Results
Recogniser performance evaluation
Recognisers performed well for most species (Table 3). Performance was high (ROC > 0.8) for templates of L. dumerilii ,L. fletcheri, and L. peronii. Performance was also high for N. sudelli and L. raniformis but the sample sizes of their evaluation files were relatively small (Table 2). Performance was moderately high (ROC > 0.7) for most templates of C. signifera and C. parinsignifera. Conversely, performance was poor for L. tasmaniensis (ROC < 0.6), for which most templates showed low precision and moderate recall.
The L. fletcherii recogniser comprised two templates from two sites. All templates performed well. The first template had very high precision with only two false positive detections in one sound file. However, it had the greatest number of false negatives (i.e. poorest recall). The highest performing template had a ROC value of 0.897 and was moderately sensitive, but yielded fewer false positives. The third template was excluded. The L. dumerilii recogniser comprised four templates from two sites. Three of the templates had very high ROC values (0.87-0.81). The fourth template displayed the greatest number of false positive detections and the poorest ROC value (0.824) was excluded from the recogniser. The L. peronii recogniser comprised three templates from a single site. Two templates, had the same ROC value of 0.847 and all templates had relatively high precision.
The C. signifera recogniser comprised three templates from two sites, two from site S and one from site H (Appendix 1). All three templates performed moderately well, with ROC values between 0.767 and 0.793, modest survey precision and good recall. The C. parinsignifera recognisers were constructed from three templates, stemming from two sites. The template from the first site performed poorly, with a ROC value of 0.671. This template detected over 6700 calls in 58 sound files where the species was absent (low precision).

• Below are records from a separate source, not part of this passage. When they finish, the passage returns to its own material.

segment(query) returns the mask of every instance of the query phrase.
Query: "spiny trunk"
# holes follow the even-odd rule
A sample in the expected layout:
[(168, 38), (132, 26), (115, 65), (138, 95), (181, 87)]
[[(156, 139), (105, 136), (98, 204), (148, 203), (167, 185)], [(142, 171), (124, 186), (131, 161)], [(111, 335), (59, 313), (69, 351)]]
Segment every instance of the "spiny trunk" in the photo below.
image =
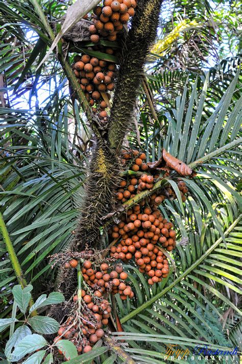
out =
[(95, 146), (81, 206), (82, 215), (75, 230), (71, 249), (100, 247), (102, 217), (112, 210), (112, 191), (118, 179), (118, 163), (107, 143), (98, 140)]
[[(95, 134), (96, 145), (81, 207), (82, 214), (70, 244), (72, 251), (101, 246), (102, 218), (113, 209), (113, 191), (119, 178), (118, 155), (131, 126), (146, 56), (156, 35), (162, 2), (139, 0), (131, 30), (121, 45), (120, 67), (107, 128), (99, 130), (95, 119), (91, 125)], [(61, 273), (59, 275), (59, 288), (68, 298), (76, 287), (75, 278), (63, 279), (63, 277)]]

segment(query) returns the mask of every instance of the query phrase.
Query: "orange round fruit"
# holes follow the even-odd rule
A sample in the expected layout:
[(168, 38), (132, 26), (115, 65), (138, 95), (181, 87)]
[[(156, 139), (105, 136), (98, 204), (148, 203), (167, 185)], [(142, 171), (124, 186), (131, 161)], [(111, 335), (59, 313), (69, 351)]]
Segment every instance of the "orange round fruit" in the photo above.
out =
[(76, 267), (77, 266), (78, 262), (76, 259), (71, 259), (69, 262), (69, 263), (72, 268), (76, 268)]
[(118, 11), (120, 9), (120, 3), (118, 1), (113, 1), (110, 6), (113, 11)]
[(137, 172), (139, 169), (139, 167), (137, 164), (134, 164), (132, 167), (132, 171)]
[(91, 41), (93, 43), (98, 43), (99, 42), (99, 35), (98, 34), (92, 34), (90, 37)]
[(82, 56), (81, 60), (84, 63), (88, 63), (90, 61), (90, 56), (88, 54), (84, 54)]
[(110, 6), (104, 6), (102, 10), (102, 12), (103, 13), (104, 16), (111, 16), (113, 13), (112, 9)]
[(89, 31), (91, 33), (91, 34), (95, 34), (96, 33), (96, 29), (95, 28), (95, 26), (92, 24), (90, 27), (89, 27)]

The other templates were more precise and performed moderately well, with ROC values around 0.7-0.73.
The L. tasmaniensis recognisers performed poorly, with ROC values of 0.562, 0.596 and 0.582. One template performed moderately well for survey recall (0.822) but had poor precision and a very high number of detections in sound files where the species was absent. The other templates performed worse.

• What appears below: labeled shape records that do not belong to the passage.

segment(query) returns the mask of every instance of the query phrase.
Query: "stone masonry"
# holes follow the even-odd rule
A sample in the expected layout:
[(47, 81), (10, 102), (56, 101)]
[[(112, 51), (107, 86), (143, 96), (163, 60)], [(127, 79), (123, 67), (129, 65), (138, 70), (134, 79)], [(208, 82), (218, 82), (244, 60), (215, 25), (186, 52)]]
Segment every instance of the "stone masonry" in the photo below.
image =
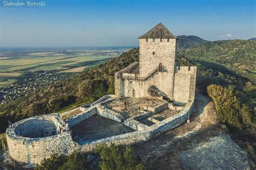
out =
[[(58, 114), (52, 113), (14, 123), (6, 131), (11, 157), (18, 162), (40, 164), (44, 158), (49, 158), (53, 154), (69, 155), (75, 151), (91, 152), (104, 143), (130, 145), (145, 141), (185, 121), (194, 105), (196, 67), (176, 65), (177, 39), (163, 24), (158, 24), (139, 38), (139, 62), (116, 73), (114, 96), (104, 96), (92, 104), (75, 109), (79, 110), (81, 112), (65, 121)], [(151, 87), (157, 89), (159, 94), (164, 94), (163, 98), (159, 99), (158, 97), (157, 99), (150, 96), (148, 91)], [(179, 110), (178, 113), (170, 114), (163, 120), (157, 120), (152, 117), (154, 114), (167, 110), (176, 110), (174, 103), (164, 99), (166, 96), (184, 105), (177, 110)], [(137, 100), (141, 99), (134, 98), (143, 97), (144, 100), (147, 100), (147, 102), (149, 99), (164, 102), (154, 106), (151, 104), (146, 108), (136, 108), (135, 114), (130, 113), (131, 110), (125, 113), (107, 107), (108, 104), (123, 99), (122, 97), (131, 97), (129, 99)], [(124, 104), (121, 103), (120, 105)], [(116, 121), (133, 130), (110, 137), (77, 142), (74, 140), (71, 127), (95, 115)], [(152, 123), (143, 123), (145, 119)], [(58, 131), (59, 126), (65, 130), (60, 134)], [(68, 129), (65, 129), (66, 127)], [(19, 131), (21, 132), (19, 137)]]
[(177, 38), (160, 23), (139, 39), (139, 62), (116, 73), (116, 97), (150, 97), (149, 89), (155, 86), (170, 99), (191, 100), (196, 67), (176, 66)]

Two other species had limited validation data. The L. raniformisrecogniser comprised three templates from site R. All performed highly, with two templates having no false positives (precision of 1.00), and one template having no false negatives (recall of 1.00). All templates had a ROC of 0.917, however these performance metrics were calculated from only 24 evaluation sound files and should be interpreted cautiously. The N. sudelli recogniser comprised three templates from site M. All templates had a high ROC value of 0.984. All templates had false positive detections in only one file, although the number of detections varied. However, performance was evaluated on only 62 sound files.